Arc Forum | I'm for adding regular expressions and other string-handling functions. String ...

Arc Forum

2 points by map 6550 days ago | link | parent

I'm for adding regular expressions and other string-handling functions. String manipulation is one of the most common tasks in my programs. Are mzscheme's regular expressions good enough?

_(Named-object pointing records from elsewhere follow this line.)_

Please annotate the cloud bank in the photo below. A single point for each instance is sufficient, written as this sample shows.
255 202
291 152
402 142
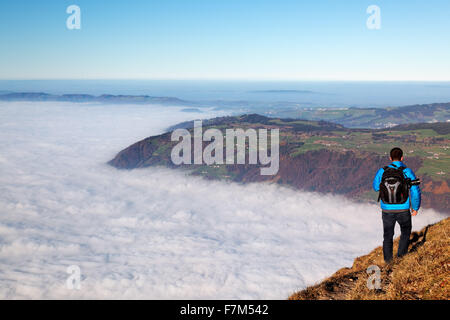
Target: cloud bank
155 233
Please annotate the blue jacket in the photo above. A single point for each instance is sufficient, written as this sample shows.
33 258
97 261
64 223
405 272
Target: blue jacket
414 194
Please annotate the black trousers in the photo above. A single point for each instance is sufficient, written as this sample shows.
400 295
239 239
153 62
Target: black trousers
404 220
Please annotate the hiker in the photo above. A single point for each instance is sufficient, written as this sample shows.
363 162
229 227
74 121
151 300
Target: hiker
399 193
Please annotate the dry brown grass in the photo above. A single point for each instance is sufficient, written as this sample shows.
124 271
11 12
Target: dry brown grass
424 273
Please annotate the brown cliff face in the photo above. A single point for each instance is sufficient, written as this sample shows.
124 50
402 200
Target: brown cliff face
344 173
326 171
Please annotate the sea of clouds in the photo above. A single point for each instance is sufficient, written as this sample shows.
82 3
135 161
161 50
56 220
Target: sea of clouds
155 233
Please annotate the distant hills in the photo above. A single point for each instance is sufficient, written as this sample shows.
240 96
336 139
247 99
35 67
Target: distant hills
105 98
348 117
319 156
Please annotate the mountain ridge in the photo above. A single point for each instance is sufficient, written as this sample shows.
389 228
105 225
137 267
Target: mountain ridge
317 156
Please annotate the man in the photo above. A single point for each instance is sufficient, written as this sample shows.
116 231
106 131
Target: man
395 203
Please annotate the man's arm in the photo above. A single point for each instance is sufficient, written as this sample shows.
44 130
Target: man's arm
414 192
377 180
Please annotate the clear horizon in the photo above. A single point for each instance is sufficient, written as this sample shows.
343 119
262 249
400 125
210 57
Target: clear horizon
231 41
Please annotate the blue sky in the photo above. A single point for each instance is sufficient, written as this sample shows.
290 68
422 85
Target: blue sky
232 39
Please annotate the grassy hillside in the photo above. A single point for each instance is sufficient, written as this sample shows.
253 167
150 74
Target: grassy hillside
424 273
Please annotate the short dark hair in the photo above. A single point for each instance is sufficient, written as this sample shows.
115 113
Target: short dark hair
396 153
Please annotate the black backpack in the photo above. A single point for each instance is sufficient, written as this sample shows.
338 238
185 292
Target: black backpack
394 188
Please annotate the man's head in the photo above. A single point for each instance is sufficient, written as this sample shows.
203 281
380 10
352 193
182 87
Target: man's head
396 154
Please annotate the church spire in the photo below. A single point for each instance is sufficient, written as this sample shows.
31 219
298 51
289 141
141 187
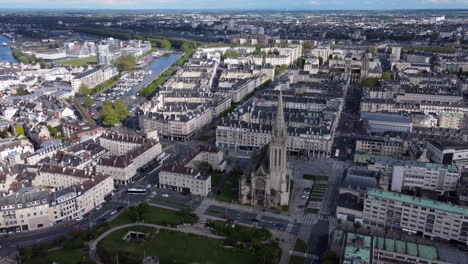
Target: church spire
279 127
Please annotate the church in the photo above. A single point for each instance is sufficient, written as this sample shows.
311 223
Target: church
266 181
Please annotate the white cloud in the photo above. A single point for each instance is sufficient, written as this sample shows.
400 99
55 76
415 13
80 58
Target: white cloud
439 2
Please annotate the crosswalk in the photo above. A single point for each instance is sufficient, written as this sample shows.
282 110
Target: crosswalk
306 227
327 218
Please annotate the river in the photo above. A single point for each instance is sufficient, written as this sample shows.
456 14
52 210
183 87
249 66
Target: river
5 51
156 67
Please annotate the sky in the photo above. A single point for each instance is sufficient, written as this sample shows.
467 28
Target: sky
238 4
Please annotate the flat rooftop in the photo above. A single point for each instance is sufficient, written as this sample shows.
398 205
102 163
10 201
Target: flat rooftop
418 201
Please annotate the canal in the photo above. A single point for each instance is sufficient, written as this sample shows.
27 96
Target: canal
156 67
5 51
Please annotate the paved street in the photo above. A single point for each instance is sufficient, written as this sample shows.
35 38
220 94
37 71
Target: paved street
312 228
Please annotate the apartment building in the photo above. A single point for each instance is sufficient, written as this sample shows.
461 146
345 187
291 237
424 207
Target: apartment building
124 168
313 142
419 215
185 179
358 248
94 77
118 144
383 146
54 194
209 154
427 107
383 122
452 120
176 125
447 152
411 175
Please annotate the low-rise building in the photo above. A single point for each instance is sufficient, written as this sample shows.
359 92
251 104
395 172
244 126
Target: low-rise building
94 77
185 179
383 122
447 152
419 215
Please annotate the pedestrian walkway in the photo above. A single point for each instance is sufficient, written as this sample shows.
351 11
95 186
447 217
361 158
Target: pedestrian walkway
306 227
207 202
184 228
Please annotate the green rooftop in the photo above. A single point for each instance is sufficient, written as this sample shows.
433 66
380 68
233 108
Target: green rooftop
338 237
365 155
352 238
411 248
354 252
418 201
452 114
404 247
428 252
438 165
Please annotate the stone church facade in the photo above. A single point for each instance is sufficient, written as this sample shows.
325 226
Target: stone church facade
266 182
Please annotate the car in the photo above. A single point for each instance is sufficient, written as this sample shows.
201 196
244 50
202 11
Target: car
279 225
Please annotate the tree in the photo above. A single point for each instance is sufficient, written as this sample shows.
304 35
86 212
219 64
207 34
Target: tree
386 229
356 225
307 45
125 63
112 114
84 89
267 253
320 61
300 62
108 116
328 257
371 82
231 54
165 44
120 108
204 167
88 101
338 221
387 75
19 129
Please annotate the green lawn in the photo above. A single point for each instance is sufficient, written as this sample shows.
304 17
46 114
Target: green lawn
62 256
296 260
315 177
311 211
79 62
240 232
170 247
72 249
168 202
152 215
300 245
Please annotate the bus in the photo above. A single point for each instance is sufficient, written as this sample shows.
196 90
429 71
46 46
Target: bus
136 191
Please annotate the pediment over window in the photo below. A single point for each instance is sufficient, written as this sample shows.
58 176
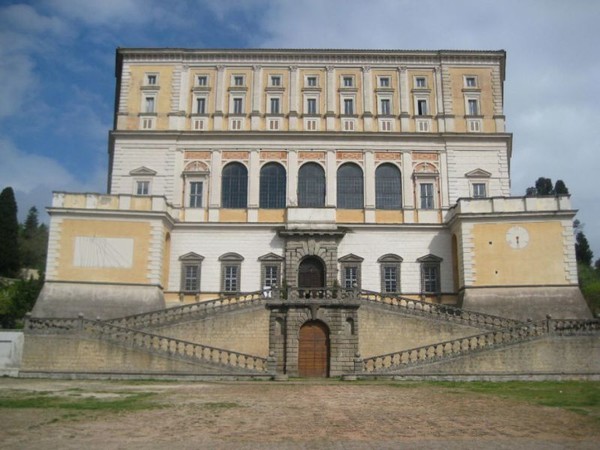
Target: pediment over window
191 257
478 173
143 171
390 257
270 257
430 258
351 257
231 256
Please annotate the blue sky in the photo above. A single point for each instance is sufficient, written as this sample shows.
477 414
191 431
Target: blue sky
57 74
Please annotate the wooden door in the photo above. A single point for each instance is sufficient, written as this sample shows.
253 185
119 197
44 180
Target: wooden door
313 350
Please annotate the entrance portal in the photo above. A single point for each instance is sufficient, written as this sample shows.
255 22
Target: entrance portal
311 273
313 350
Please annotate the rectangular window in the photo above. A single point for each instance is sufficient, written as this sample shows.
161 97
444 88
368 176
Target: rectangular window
238 105
350 277
201 105
275 106
348 106
231 278
271 274
479 190
196 194
390 279
149 105
142 188
427 196
473 107
385 107
191 278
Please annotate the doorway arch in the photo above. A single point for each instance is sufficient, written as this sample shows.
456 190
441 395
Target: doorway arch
311 273
313 349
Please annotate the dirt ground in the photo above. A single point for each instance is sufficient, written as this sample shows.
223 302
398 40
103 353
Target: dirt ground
288 415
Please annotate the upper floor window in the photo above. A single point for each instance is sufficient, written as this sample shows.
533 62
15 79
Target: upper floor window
311 186
272 186
276 80
348 106
202 80
388 187
427 198
234 186
350 189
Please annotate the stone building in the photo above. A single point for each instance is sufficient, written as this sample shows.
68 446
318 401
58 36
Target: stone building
313 177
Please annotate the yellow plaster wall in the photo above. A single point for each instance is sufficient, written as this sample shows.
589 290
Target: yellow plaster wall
233 215
350 216
72 228
165 74
541 262
271 215
388 216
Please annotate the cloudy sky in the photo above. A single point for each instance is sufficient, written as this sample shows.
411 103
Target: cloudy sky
57 74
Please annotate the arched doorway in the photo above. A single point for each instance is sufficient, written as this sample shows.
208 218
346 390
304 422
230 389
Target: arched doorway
311 273
313 350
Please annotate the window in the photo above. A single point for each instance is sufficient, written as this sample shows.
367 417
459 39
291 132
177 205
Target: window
200 105
238 105
388 187
390 273
149 105
234 186
311 106
384 107
275 105
190 272
196 194
479 190
430 274
427 196
470 81
350 189
272 186
142 187
348 106
230 272
311 186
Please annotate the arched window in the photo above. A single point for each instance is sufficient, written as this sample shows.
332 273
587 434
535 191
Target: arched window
234 186
350 187
311 186
388 187
272 186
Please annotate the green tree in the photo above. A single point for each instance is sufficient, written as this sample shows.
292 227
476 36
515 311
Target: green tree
9 234
583 252
560 188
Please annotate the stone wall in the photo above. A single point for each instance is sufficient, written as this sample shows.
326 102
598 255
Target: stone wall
383 331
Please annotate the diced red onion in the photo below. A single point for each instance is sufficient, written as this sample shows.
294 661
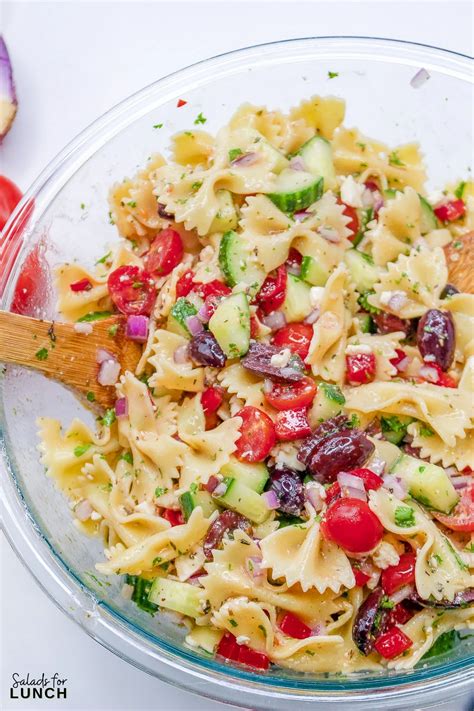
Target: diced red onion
121 407
103 355
312 317
84 328
246 159
181 354
275 320
420 78
297 163
271 499
395 485
194 325
8 98
402 594
83 510
137 328
109 372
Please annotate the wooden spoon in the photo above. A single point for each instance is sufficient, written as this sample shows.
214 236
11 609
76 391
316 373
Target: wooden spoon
58 351
61 353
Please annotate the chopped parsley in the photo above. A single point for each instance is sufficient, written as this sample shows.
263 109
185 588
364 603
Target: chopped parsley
404 516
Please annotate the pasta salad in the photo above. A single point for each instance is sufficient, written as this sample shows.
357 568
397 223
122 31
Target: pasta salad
289 469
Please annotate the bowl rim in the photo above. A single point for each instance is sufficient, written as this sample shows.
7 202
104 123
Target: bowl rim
60 583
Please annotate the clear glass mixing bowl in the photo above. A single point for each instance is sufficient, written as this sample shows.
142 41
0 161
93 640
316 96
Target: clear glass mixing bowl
374 78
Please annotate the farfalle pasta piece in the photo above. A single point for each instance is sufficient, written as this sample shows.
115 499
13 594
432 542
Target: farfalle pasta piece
416 288
169 374
300 554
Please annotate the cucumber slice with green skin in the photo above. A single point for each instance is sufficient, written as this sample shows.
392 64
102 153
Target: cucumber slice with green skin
427 483
180 597
297 303
363 271
181 311
237 264
313 272
243 500
428 219
190 499
328 402
230 325
317 156
296 190
226 217
254 476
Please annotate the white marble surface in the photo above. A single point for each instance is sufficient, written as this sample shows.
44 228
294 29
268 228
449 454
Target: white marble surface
73 60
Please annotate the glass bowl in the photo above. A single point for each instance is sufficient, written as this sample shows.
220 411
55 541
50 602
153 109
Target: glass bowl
66 211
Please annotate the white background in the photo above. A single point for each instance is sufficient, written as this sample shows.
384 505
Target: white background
73 61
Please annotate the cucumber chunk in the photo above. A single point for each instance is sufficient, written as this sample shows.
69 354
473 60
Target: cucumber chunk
428 219
313 272
297 303
180 597
296 190
364 273
190 499
237 264
226 217
254 476
427 483
244 500
181 311
230 324
317 155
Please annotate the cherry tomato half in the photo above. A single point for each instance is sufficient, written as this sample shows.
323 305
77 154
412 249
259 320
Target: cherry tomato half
462 518
132 290
258 435
296 336
287 396
166 252
396 576
352 525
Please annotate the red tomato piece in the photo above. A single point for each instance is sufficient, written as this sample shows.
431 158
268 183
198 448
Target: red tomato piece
296 336
185 284
288 396
294 627
272 292
211 399
132 290
361 578
351 212
361 368
174 517
450 211
165 253
258 435
462 518
292 424
370 479
392 643
81 285
396 576
10 196
352 525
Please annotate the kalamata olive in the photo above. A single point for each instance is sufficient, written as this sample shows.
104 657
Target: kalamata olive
205 350
227 521
288 487
436 337
449 290
258 360
341 451
369 622
309 445
388 323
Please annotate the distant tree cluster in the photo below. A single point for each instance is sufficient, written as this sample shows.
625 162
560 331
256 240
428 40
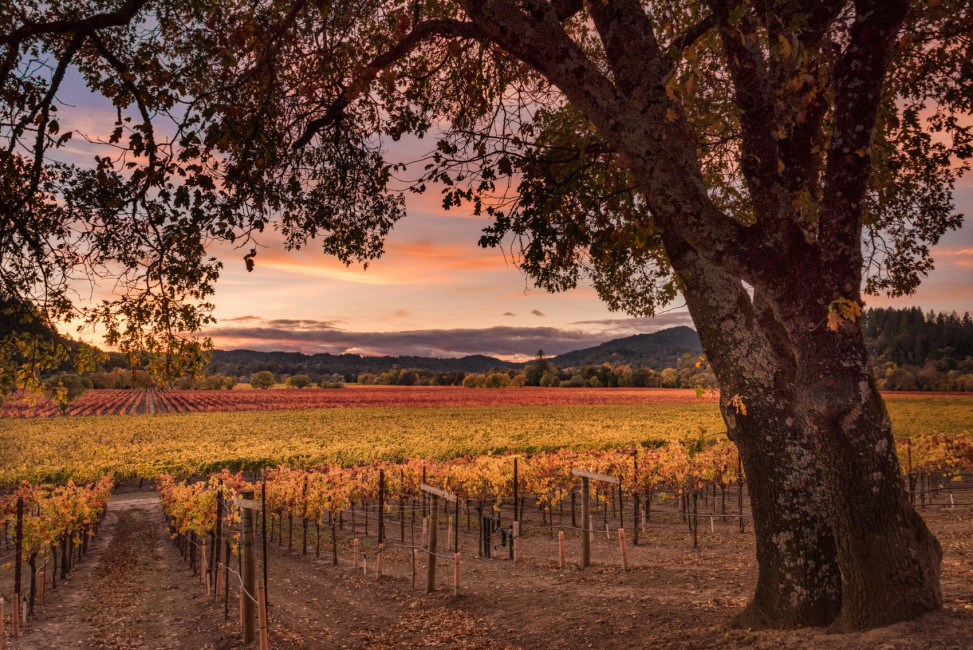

2 points by map 6550 days ago | link

Can this tiny Ruby program that I recently wrote for my own use be easily converted to Arc? If not, what additions to the language would make it easy to convert this program? (Please keep the string containing the dates unchanged; don't pamper the language.)

  require 'date'

  "
  2008.2.18
  2008--3--21
    2008/5/26
  2008_7_4

  ".scan( /\S+/ ){|date_str|
    date_ary = date_str.split(/\D+/).map{|s| s.to_i}
    the_date = Date.new( *date_ary )
    diff = the_date - Date.today
    if (0..7).include?( diff )
      puts "***"
      puts "*****"
      puts "*******"
      puts "\a  #{ the_date } is a holiday!"
      puts "*******"
      puts "*****"
      puts "***"
    end
  }

-----

4 points by nex3 6550 days ago | link

This is largely a library issue - Arc could certainly do with better support for string ops, regexen, and especially datetime manipulation. But here's what I came up with (note that date-days is pretty inaccurate most of the time):

  (def compact (seq) (keep ~empty seq))

  (def date-days (date)
    (+ (* 365 (date 'year))
       (* 30  (date 'month))
       (date 'day)))

  (def date- (d1 d2)
    (- (date-days d1) (date-days d2)))

  (def format-date (date)
    (string (pad (date 'year) 4 #\0) "-"
            (pad (date 'month) 2 #\0) "-"
            (pad (date 'day) 2 #\0)))

  (= str "
  2008.2.18
  2008--3--21
    2008/5/26
  2008_7_4
  
  ")

  (each date (map (fn (date)
                    (map [coerce _ 'int]
                         (compact:ssplit date [no (<= #\0 _ #\9)])))
                  (compact:ssplit str))
    (let the-date (obj year (date 0) month (date 1) day (date 2))
      (when (<= 0 (date- the-date (datetbl (seconds))) 7)
        (prn "***")
        (prn "*****")
        (prn "*******")
        (prn "\a  " (format-date the-date) " is a holiday!")
        (prn "*******")
        (prn "*****")
        (prn "***"))))

-----

4 points by map 6550 days ago | link

Good work.

I think you've highlighted at least one gap in Arc's arsenal. Using Arc2:

  arc> (ssplit " foo bar ")
  Error: "reference to undefined identifier: _ssplit"

You needed to use ssplit, but Arc doesn't have it.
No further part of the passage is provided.